Background: The inflammatory response in asthma is a complex interaction between structural cells and inflammatory cells. Increased mast cell (MC) densities in the airway epithelium is a hallmark of asthma. However, little is known regarding the role and the effect of MC mediators on epithelium, especially when damaged by respiratory viruses.
Aim: To evaluate the effect of the MC mediator tryptase on wound healing responses on bronchial epithelial cells. Also, the effect of combined doses of tryptase and/or the viral mimic TLR3 agonist poly (I:C) is going to be investigated.

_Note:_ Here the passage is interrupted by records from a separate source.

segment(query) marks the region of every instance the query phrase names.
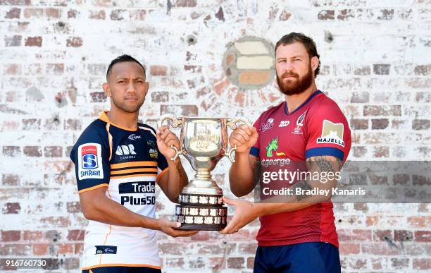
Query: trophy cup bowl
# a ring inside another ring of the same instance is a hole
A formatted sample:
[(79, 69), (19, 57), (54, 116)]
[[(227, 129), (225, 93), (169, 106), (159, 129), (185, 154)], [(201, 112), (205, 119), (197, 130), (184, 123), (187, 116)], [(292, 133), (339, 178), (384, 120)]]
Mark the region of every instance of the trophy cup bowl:
[(245, 119), (179, 118), (164, 115), (157, 121), (160, 127), (164, 121), (170, 126), (181, 125), (180, 149), (174, 146), (175, 160), (182, 154), (196, 171), (194, 178), (184, 187), (175, 206), (175, 221), (181, 223), (178, 229), (218, 231), (226, 226), (227, 207), (223, 206), (223, 192), (212, 180), (211, 171), (218, 161), (227, 157), (232, 162), (232, 152), (227, 150), (227, 127), (235, 130), (237, 123), (251, 126)]

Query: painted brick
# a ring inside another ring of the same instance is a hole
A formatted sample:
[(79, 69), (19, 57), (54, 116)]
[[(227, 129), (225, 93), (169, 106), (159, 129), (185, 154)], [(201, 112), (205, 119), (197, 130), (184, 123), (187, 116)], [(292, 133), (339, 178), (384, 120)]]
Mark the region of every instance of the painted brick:
[(245, 71), (241, 72), (238, 76), (239, 83), (248, 85), (264, 85), (269, 80), (270, 73), (268, 71)]
[(19, 19), (21, 14), (21, 9), (19, 8), (11, 8), (11, 9), (6, 12), (4, 18), (6, 19)]
[(42, 38), (40, 36), (37, 37), (27, 37), (25, 38), (25, 46), (26, 47), (42, 47)]
[(274, 59), (269, 56), (241, 56), (237, 60), (238, 69), (270, 69)]
[[(46, 272), (80, 271), (87, 221), (68, 154), (80, 132), (108, 109), (101, 85), (109, 61), (123, 53), (148, 67), (151, 88), (140, 121), (154, 125), (169, 113), (254, 121), (283, 96), (273, 68), (263, 69), (269, 61), (244, 71), (235, 70), (237, 62), (273, 58), (280, 24), (301, 25), (298, 31), (314, 38), (321, 55), (318, 88), (338, 103), (352, 130), (349, 160), (431, 157), (427, 0), (316, 0), (289, 6), (256, 0), (47, 2), (0, 0), (0, 213), (12, 219), (2, 222), (0, 257), (44, 257)], [(318, 22), (322, 28), (316, 28)], [(240, 80), (245, 85), (238, 87)], [(228, 195), (230, 164), (225, 160), (213, 177)], [(359, 186), (366, 178), (351, 176), (349, 183)], [(368, 179), (380, 187), (389, 179), (397, 186), (429, 185), (423, 174)], [(157, 195), (158, 216), (172, 217), (172, 204)], [(251, 195), (244, 198), (253, 200)], [(430, 271), (430, 208), (335, 204), (342, 271)], [(173, 239), (159, 233), (163, 270), (251, 272), (258, 226), (255, 221), (229, 236), (206, 231)]]

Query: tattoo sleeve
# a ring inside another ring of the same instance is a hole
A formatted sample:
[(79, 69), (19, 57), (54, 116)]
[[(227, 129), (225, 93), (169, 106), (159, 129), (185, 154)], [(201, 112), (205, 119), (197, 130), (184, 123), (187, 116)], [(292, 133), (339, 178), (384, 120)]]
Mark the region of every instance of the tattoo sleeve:
[[(310, 184), (308, 184), (308, 183), (306, 180), (302, 180), (301, 181), (296, 182), (293, 188), (294, 193), (295, 193), (295, 198), (296, 198), (296, 200), (298, 200), (298, 202), (299, 202), (312, 196), (311, 194), (306, 193), (307, 190), (311, 190), (313, 189), (313, 188), (310, 186)], [(300, 194), (296, 194), (296, 188), (301, 189)]]
[[(307, 159), (307, 169), (310, 171), (318, 171), (318, 172), (326, 172), (326, 173), (335, 173), (339, 171), (342, 165), (342, 162), (339, 159), (337, 159), (336, 161), (330, 160), (325, 157), (313, 157)], [(298, 202), (302, 202), (306, 199), (312, 196), (311, 194), (307, 194), (307, 190), (312, 190), (313, 188), (308, 182), (306, 180), (301, 181), (295, 183), (293, 186), (294, 193), (295, 198)], [(296, 188), (301, 188), (300, 194), (296, 194)]]
[(178, 162), (175, 164), (175, 169), (177, 169), (177, 171), (178, 172), (178, 175), (180, 176), (180, 177), (183, 177), (184, 176), (184, 169), (182, 168), (182, 165), (181, 165), (181, 162), (180, 160), (178, 160)]

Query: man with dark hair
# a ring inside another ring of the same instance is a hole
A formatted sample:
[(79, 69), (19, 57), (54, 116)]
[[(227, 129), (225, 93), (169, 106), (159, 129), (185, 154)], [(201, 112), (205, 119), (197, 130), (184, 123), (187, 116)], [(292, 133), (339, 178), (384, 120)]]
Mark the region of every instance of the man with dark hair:
[[(187, 183), (178, 138), (167, 126), (155, 131), (138, 122), (149, 87), (145, 68), (123, 55), (112, 61), (103, 89), (111, 99), (70, 152), (81, 207), (89, 220), (82, 258), (83, 272), (161, 272), (157, 230), (173, 237), (180, 223), (155, 219), (155, 184), (173, 202)], [(166, 158), (169, 159), (166, 160)]]
[[(339, 272), (330, 198), (350, 150), (350, 129), (337, 104), (316, 87), (320, 61), (313, 40), (292, 32), (275, 51), (285, 101), (230, 136), (237, 145), (232, 192), (246, 195), (258, 183), (263, 202), (225, 198), (235, 214), (220, 233), (233, 233), (259, 217), (255, 272)], [(318, 175), (289, 175), (296, 171)]]

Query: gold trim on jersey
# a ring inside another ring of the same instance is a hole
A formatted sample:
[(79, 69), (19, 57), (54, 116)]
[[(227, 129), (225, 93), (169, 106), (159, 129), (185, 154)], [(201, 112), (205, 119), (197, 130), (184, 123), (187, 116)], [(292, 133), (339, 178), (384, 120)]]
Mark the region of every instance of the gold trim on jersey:
[(101, 188), (101, 187), (109, 187), (109, 184), (103, 183), (103, 184), (96, 185), (96, 186), (94, 186), (93, 187), (84, 188), (84, 189), (82, 189), (81, 190), (78, 190), (78, 193), (85, 193), (86, 191), (96, 190), (96, 188)]
[(81, 269), (82, 270), (87, 270), (87, 269), (92, 269), (93, 268), (108, 267), (150, 267), (150, 268), (154, 268), (155, 269), (161, 269), (161, 267), (158, 267), (158, 266), (151, 265), (145, 265), (145, 264), (142, 264), (142, 265), (135, 265), (135, 264), (104, 264), (104, 265), (92, 265), (91, 267), (82, 267)]
[(120, 129), (123, 129), (123, 130), (130, 131), (131, 132), (135, 132), (137, 129), (137, 123), (136, 125), (136, 127), (135, 127), (135, 128), (124, 127), (124, 126), (122, 126), (120, 125), (114, 123), (113, 122), (112, 122), (112, 121), (111, 121), (109, 120), (109, 118), (108, 118), (108, 115), (106, 114), (108, 112), (108, 111), (106, 111), (106, 110), (103, 111), (101, 112), (101, 114), (100, 114), (100, 116), (99, 116), (99, 119), (102, 120), (102, 121), (105, 121), (107, 123), (111, 123), (113, 126), (114, 126), (115, 127), (118, 127), (118, 128), (119, 128)]

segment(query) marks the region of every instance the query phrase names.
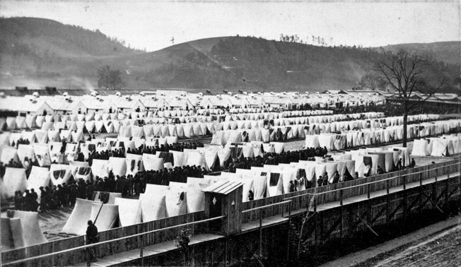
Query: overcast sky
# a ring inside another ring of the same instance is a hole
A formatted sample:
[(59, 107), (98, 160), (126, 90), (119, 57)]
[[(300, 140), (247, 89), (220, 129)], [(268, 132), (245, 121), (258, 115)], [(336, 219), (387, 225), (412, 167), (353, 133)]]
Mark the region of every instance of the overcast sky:
[(172, 37), (177, 44), (236, 35), (279, 40), (284, 33), (364, 47), (460, 40), (460, 11), (459, 0), (0, 0), (2, 16), (99, 29), (148, 51), (171, 45)]

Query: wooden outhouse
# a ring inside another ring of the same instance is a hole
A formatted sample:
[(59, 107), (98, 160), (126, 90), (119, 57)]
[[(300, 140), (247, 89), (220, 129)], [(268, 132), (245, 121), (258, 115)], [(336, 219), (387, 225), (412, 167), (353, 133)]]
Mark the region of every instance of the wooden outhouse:
[(241, 232), (243, 190), (243, 183), (230, 181), (218, 182), (202, 190), (205, 193), (206, 218), (226, 216), (210, 222), (211, 232), (223, 235)]

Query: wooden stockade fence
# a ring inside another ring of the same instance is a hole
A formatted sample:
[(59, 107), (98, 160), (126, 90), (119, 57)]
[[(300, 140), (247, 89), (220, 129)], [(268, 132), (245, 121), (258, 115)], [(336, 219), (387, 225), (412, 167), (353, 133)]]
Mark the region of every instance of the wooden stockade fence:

Methods: In BEAS-2B cells the effect of tryptase and TLR3 agonist poly I:C on wound healing was studied using live cell imaging. RNA was collected and analysed with RT2 profiler PCR array for inflammation and wound healing related pathways and supernatant was collected and analysed for extra cellular protein secretion with ELISA and Luminex.
Results: Stimulation of BEAS-2B with tryptase promoted wound healing compared to untreated controls (scratch gap closure: p<0.005). MC tryptase upregulated gene expression of epidermal growth factor ligand amphiregulin (p=0.004) and a combination of poly I:C and tryptase increased CXCL1 (p=0.002), CXCL11 (p=0.03), IL-6 (0.002) and CXCL2 (p=0.003) compared to untreated controls.